Is your mind boggling yet? If not read on.

When she ran the ad past a job centre, she was told she couldn't ask for 'reliable' and 'hard-working' applicants because it could be offensive to unreliable people.

I feel sorry for the people who have such idiocy to put up with.

'Even the woman at the jobcentre agreed it was ridiculous but explained it was policy because they could get sued for being discriminatory against unreliable people.'

The advert is here.

reliable

And of course we have the usual weasel words:

Yesterday the Department for Work and Pensions said it could not comment on the conversation Mrs Mamo had with the member of staff at Thetford.

Read the whole article here in the Mail

1 comment:

  1. Not sure that being sued by unreliable people for discrimination would be something for the DWP to be worried about - a genuinely unreliable plaintiff would probably not bother turning up to court.

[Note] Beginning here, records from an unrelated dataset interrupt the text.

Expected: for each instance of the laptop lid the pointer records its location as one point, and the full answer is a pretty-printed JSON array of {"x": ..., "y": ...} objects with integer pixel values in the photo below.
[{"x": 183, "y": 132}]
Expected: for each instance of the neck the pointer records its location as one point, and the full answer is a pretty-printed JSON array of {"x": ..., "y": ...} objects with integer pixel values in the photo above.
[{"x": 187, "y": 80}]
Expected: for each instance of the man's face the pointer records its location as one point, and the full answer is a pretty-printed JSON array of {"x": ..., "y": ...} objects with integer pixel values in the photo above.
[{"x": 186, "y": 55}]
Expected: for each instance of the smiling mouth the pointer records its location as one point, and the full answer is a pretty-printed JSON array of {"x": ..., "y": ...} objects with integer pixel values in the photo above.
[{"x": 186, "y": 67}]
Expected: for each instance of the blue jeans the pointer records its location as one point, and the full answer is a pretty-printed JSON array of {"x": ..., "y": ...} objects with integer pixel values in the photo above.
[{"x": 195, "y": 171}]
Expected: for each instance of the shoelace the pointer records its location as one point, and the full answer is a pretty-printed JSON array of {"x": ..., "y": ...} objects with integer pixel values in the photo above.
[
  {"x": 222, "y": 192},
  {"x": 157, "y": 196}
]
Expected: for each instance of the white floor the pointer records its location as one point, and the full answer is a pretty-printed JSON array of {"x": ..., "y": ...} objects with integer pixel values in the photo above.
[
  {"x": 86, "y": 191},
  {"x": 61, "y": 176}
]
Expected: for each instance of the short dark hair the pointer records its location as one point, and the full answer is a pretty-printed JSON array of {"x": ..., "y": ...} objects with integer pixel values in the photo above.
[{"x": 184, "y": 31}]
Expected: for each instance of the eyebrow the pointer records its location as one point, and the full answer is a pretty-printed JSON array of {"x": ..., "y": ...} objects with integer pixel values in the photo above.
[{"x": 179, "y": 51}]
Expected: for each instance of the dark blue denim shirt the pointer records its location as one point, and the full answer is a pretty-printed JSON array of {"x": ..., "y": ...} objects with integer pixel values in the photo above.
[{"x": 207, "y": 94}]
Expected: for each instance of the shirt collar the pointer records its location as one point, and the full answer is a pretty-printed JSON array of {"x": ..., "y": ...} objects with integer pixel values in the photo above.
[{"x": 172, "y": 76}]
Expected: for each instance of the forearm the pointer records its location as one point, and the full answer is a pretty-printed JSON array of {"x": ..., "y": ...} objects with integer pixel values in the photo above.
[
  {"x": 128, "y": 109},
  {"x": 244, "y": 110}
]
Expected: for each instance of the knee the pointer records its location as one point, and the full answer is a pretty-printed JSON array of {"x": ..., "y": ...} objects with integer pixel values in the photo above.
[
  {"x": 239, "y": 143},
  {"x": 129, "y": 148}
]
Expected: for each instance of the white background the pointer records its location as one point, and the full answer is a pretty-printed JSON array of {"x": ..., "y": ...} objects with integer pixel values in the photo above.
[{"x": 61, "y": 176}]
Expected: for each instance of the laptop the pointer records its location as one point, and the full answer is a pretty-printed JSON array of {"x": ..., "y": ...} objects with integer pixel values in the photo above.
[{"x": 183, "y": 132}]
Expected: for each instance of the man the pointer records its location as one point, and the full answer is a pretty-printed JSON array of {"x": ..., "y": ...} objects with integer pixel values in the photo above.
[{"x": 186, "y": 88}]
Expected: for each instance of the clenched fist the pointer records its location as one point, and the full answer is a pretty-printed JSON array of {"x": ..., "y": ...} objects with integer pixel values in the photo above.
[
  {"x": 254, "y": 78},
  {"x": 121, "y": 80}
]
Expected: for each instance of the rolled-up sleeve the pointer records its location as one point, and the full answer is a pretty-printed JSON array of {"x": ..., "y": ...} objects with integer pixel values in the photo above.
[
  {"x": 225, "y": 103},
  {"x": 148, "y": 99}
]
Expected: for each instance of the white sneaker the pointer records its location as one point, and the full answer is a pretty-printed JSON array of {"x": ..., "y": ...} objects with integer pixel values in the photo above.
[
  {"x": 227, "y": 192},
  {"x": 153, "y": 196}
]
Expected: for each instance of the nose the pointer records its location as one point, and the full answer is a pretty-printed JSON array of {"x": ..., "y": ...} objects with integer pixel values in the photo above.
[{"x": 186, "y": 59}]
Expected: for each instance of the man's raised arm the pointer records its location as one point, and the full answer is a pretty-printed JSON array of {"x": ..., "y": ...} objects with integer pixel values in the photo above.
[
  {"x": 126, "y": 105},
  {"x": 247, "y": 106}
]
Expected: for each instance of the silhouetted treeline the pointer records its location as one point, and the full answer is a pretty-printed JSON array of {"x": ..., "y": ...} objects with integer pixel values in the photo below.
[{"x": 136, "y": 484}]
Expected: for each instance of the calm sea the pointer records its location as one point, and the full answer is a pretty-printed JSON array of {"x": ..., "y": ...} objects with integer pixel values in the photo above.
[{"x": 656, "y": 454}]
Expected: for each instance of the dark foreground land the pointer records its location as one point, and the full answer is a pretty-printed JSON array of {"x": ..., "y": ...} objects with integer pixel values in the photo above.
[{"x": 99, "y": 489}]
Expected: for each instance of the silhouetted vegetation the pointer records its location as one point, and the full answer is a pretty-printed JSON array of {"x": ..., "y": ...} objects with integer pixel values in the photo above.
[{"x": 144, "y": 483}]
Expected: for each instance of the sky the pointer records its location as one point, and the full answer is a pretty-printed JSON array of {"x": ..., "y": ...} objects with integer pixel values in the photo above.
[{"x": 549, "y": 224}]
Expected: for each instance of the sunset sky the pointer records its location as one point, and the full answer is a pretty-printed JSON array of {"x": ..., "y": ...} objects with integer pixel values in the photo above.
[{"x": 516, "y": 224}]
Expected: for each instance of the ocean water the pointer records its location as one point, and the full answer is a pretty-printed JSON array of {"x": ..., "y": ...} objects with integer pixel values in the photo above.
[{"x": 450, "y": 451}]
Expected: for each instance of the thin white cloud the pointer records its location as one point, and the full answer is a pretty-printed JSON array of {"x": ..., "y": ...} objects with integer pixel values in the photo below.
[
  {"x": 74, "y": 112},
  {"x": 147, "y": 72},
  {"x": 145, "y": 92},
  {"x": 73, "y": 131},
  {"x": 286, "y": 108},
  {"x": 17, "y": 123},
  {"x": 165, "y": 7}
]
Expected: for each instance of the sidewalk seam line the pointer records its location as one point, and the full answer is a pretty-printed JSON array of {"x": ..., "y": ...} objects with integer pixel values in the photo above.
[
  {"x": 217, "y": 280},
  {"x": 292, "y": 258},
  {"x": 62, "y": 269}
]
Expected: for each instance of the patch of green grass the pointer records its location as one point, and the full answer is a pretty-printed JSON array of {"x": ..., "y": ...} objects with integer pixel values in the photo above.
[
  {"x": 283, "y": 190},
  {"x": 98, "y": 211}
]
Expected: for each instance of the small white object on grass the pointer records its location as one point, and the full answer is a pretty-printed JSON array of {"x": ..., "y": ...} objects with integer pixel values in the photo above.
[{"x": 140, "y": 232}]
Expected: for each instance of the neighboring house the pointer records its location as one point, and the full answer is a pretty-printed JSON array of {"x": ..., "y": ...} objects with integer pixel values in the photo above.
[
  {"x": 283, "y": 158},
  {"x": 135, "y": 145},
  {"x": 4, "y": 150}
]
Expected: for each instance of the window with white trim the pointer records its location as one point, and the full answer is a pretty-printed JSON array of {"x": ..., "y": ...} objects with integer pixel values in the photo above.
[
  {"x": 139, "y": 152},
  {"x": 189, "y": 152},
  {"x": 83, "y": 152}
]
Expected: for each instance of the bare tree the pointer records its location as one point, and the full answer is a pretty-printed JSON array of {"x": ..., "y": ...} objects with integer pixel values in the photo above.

    I also spot a means of saving LOTS of taxpayers' money:

    Instead of the government-funded NHS "human resources" employees paying private recruiters to write job adverts and then pass these on so that the government-funded JobCentre+ does all the running around looking for people to fill the post, why not get off their fat bottoms, cut out the middle-man (or woman in this case), and recruit directly, or approach the government-funded JobCentre+ themselves, thus saving valuable NHS resources instead of throwing them at someone to do their job for them?

    Or is a "human resource" role within the NHS somehow different to that in private companies?